In the present matter it is undisputed fact that on imported spares/ components appellant has undertaken the testing process. The Department and Ld. Commissioner both are of the view that the process carried out by the appellant within the factory do not bring about any new product. After undertaking of testing there is no new products with distinctive name, use and character is emerged and the components/spares of the EPBAX systems remains same even after mere electrical and functional testing which can not be considered as manufacture as defined under Section 2(f) of the Central Excise Act, 1994. Therefore, the contention is that the spares/ components cleared to EOUs are nothing but removal of “Input as such” and in terms of Rule 3 (5) of the Cenvat Credit Rules, 2004 assessee have to reverse the cenvat credit - there is no justification for demand of an amount in terms of Rule 3(5) of the Cenvat Credit Rules.

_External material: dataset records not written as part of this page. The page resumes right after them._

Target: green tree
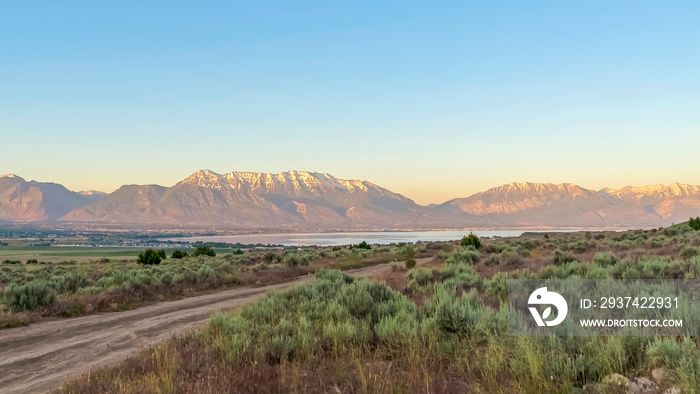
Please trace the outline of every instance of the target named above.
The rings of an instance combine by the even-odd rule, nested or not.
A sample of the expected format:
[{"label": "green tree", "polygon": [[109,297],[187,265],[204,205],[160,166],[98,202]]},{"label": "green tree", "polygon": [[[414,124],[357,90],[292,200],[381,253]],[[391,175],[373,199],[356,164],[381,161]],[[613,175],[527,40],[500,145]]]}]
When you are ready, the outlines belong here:
[{"label": "green tree", "polygon": [[160,257],[161,260],[165,260],[167,258],[163,249],[157,250],[156,253],[158,253],[158,257]]},{"label": "green tree", "polygon": [[690,218],[690,220],[688,221],[688,225],[693,230],[700,230],[700,217],[696,217],[695,219]]},{"label": "green tree", "polygon": [[136,262],[144,265],[157,265],[160,264],[160,253],[153,249],[146,249],[139,253]]},{"label": "green tree", "polygon": [[479,237],[477,237],[473,233],[469,233],[469,235],[462,238],[462,241],[459,244],[461,246],[473,246],[479,249],[481,247],[481,240],[479,240]]},{"label": "green tree", "polygon": [[362,241],[357,245],[350,245],[350,249],[372,249],[372,246],[370,246],[367,241]]},{"label": "green tree", "polygon": [[214,250],[212,250],[212,248],[210,248],[208,246],[200,246],[197,248],[197,250],[194,251],[194,253],[192,253],[192,256],[195,256],[195,257],[196,256],[214,257],[214,256],[216,256],[216,252],[214,252]]},{"label": "green tree", "polygon": [[406,261],[406,269],[410,270],[416,266],[416,250],[413,249],[413,245],[406,247],[404,260]]},{"label": "green tree", "polygon": [[187,254],[187,252],[183,252],[181,250],[176,250],[176,251],[173,251],[173,254],[170,257],[172,257],[174,259],[181,259],[181,258],[187,257],[187,256],[189,256]]}]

Clearly, the process carried out is in the nature of finishing process which can be considered as ancillary to the manufacture of a finished product. In the facts and circumstances of the case, we find no justification for demand of such amount under Rule 3(5) on the clearances made to 100% EOU.
Cenvat demand of Rs. 1,25,65,890/- on input services rendered by the Foreign Service providers - HELD THAT:- Under the un-amended provisions of sub-rule (4) of Rule 3 of the Cenvat Credit Rules, 2004 (effective up to 30-6-2012), there were no specific restrictions imposed for utilization of credit for discharging the liability of service tax under reverse charge mechanism by the recipient of service. Such restriction was brought with effect from1-7-2012, by amending the provisions of the said rule. In the present case, since the period of dispute is prior to 01.07.2012, the case of the appellant will be governed under the provisions of unamended Rule 3(4) ibid and in absence of specific restrictions contained therein for non-utilisation of Cenvat credit by the service recipient, the benefit of the existence rule is available to the assessee for utilization of Cenvat credit for payment of service tax under reverse charge mechanism - the argument of revenue for confirming the demand cannot sustain in law.

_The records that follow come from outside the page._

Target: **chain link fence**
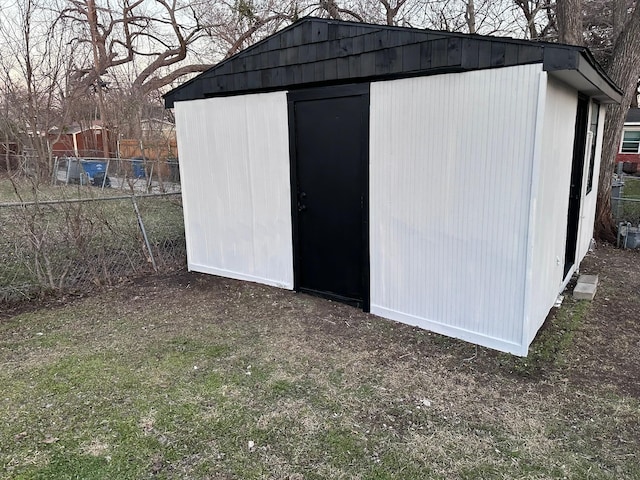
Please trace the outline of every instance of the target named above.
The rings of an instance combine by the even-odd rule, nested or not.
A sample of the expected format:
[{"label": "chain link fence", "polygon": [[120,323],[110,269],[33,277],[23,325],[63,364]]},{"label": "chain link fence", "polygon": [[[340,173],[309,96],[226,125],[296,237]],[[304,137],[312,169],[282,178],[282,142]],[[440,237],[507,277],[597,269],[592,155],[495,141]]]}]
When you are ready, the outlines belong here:
[{"label": "chain link fence", "polygon": [[121,192],[167,193],[180,191],[178,160],[137,158],[78,158],[53,160],[52,185],[91,185]]},{"label": "chain link fence", "polygon": [[620,174],[611,187],[611,213],[618,226],[618,246],[640,247],[640,177]]},{"label": "chain link fence", "polygon": [[621,175],[611,190],[611,210],[617,224],[640,224],[640,177]]},{"label": "chain link fence", "polygon": [[96,190],[0,203],[0,304],[186,264],[179,193],[99,197]]}]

Denial of Cenvat Credit pertaining to other premises/ branch offices of the Appellant - HELD THAT:- The credit could not have been denied on the ground that the appellant did not have centralized registration during the period.
Availment of credit by Appellant without a centralized registration - HELD THAT:- The appellant had applied for centralized registration. The non obtaining the centralized registration at the best is a technical issue, since there is a substantive adherence of law in view of the fact that service tax has been apparently paid on the basis of centralized registration therefore credit could have been taken in the centrally registered office. Therefore it cannot be said that credit has been availed wrongly. It is not a case of the department that on the input services/ invoices, no service tax was paid and there is no dispute about receipt and use of the services, which are the main criteria for allowing Cenvat credit on input service - only on the technical infraction should not be denied. Further, Assessee was also registered with Central Excise Department from 1998 as manufacturer. The manufacturer can also avail the Cenvat Credit.
The assessee is entitled for cenvat credit - Appeal allowed - decided in favor of assessee.